Photo by Anthony Gruppuso/USA TODAY Sports
By Rich Mancuso
David Ortiz has always heard the wrong cheers in the Bronx as a part of this New York Yankees-Boston Red Sox rivalry and there will always be allegations of “Big Papi” as one of those who got away with using performance enhancing drugs during the baseball steroid era. The rivalry was always intense with Ortiz a major factor at Fenway Park or Yankee Stadium
So there was “Big Papi” in the Bronx Thursday night. It would be his last time as an active player at Yankee Stadium and he was all smiles after hitting 53-career home runs against his rival.

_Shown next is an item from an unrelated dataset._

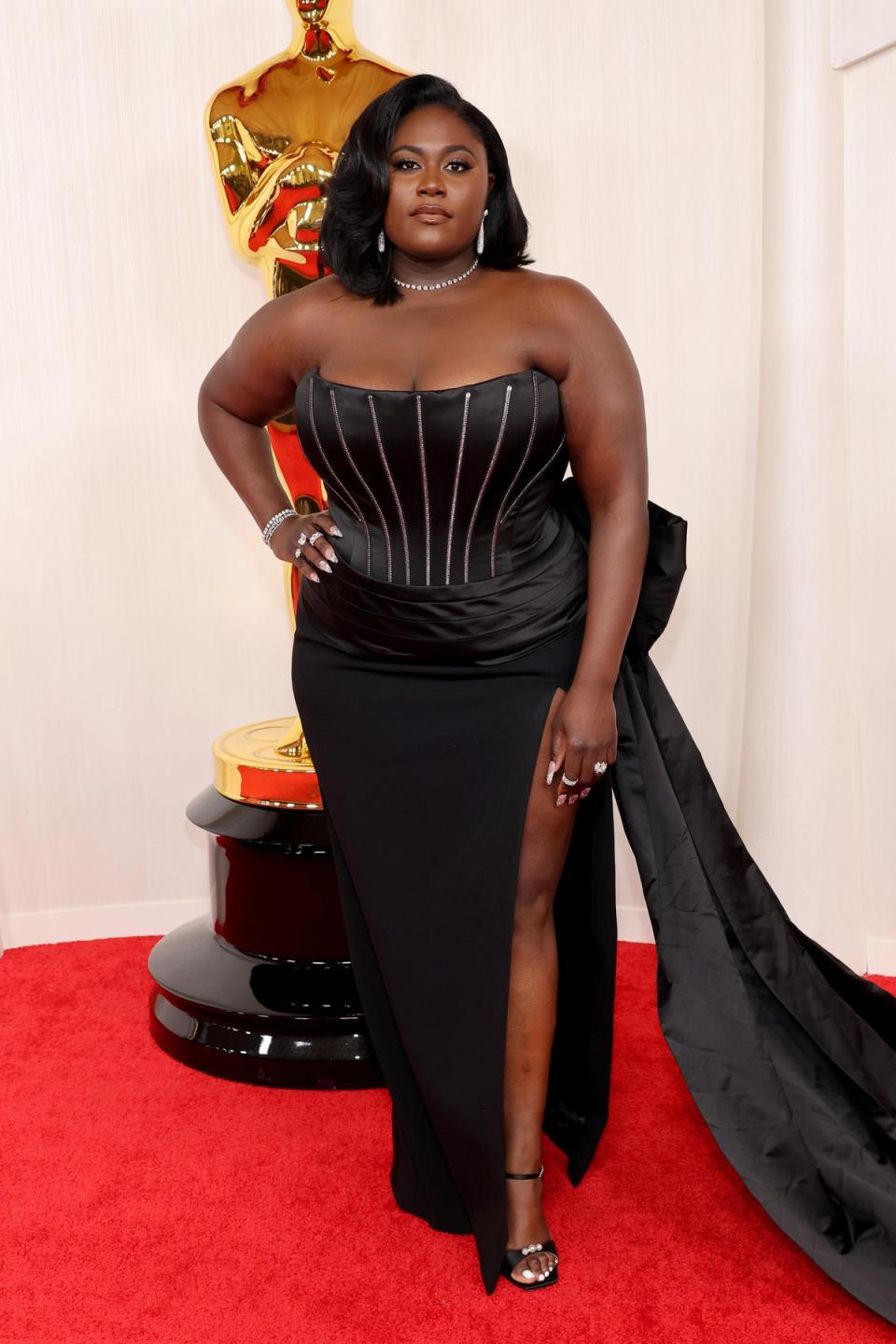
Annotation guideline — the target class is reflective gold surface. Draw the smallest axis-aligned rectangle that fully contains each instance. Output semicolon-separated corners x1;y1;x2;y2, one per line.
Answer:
212;718;322;809
205;0;411;623
205;0;411;784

“They cheered because they know I’m leaving,” Ortiz said in the middle of the Red Sox clubhouse after his team got swept in three games. That remark got a laugh from the media and a lot of those cheers during a pre-game ceremony in his honor came from the loyal Red Sox fans who
Made the journey to Yankee Stadium.
He was this impact player and continues to be as the Red Sox begin their journey to the World Series when the baseball postseason begins next week. You either loved him or were expected to see another home run ball hit when this impact player came to the plate and used more frequently as the designated hitter.
Yankees fans mostly cheered when Ortiz was introduced prior to the first pitch. But the cheers were slim because Ortiz was their so-called enemy. The ovation was louder when a longtime friend and rival, Mariano Rivera, the all-time saves leader was introduced. Rivera presented Ortiz with an oil painting depicting his exploits at Yankee Stadium.
“It was very professional,” said Ortiz. The Yankees held a brief and well deserved honor to thank him for his contributions to the game. Ortiz embraced Rivera.and they have the same agent, though “Big Papi” had his issues connecting on a late game cutter thrown by the closer at the height of that Yankees-Red Sox rivalry.
The final time in the Bronx was not memorable. There were no home run balls that added to his record number against the Yankees, second most ever by a visiting player at Yankee Stadium. He slowly took the trot to first base after drawing a five-pitch walk in the fourth inning and was replaced by a pinch-runner.
It was the last time David Ortiz walked off the field at Yankee Stadium and headed to the dugout.Slowly there was a quick tip of the cap and David Ortiz heard more cheers this time. Again they were mostly Red Sox fans relishing the moment, but a good amount of Yankees fans who appreciated the David Ortiz exploits over the years stood and cheered.
One of the parting gifts from the Yankees was giving Ortiz a bound book. There were messages from former and current Yankees players and David Cone, the pitcher, who had issues keeping Ortiz from hitting one out of the yard made the presentation.
Said Cone, “When you reflect on the Yankees-Red Sox rivalry it is David Ortiz,”
“Wishing you all the best in your retirement,” was one of those messages from former Yankees manager Joe Torre. “You’ve been a terrific clutch hitter during your special career. Personally I wish I you had retired after the 2003 season.”
That was a height of this Yankees-Red Sox rivalry. Torre, the manager of four World Series championship teams was the first to say that David Ortiz was the difficult hitter in that Red Sox lineup to keep off base, or for that matter it was trying to pitch around the home run hitter.
Derek Jeter also wrote something in the book, along with current Yankees manager Joe Girardi. And this was only appropriate what the Yankees did, as the Red Sox paid tribute to Jeter up in Fenway Park in a pre game ceremony a few years ago.
“Sweet Caroline” was played, a trademark at Fenway Park. David Ortiz walked off the field with his wife and two daughters and then the game was played. It was not a memorable and final three games for “Big Papi in the Bronx who struck out five times.
“I want to thank the Yankees for being so professional about this night,” he said. In the end, that is what it is all about in a rivalry of this magnitude. Opposing players, fans and most of all the game of baseball can appreciate those moments.
But the journey continues for David Ortiz after Sunday. That’s when the Red Sox try to put a cap on the season and give “Big Papi” another World Series ring.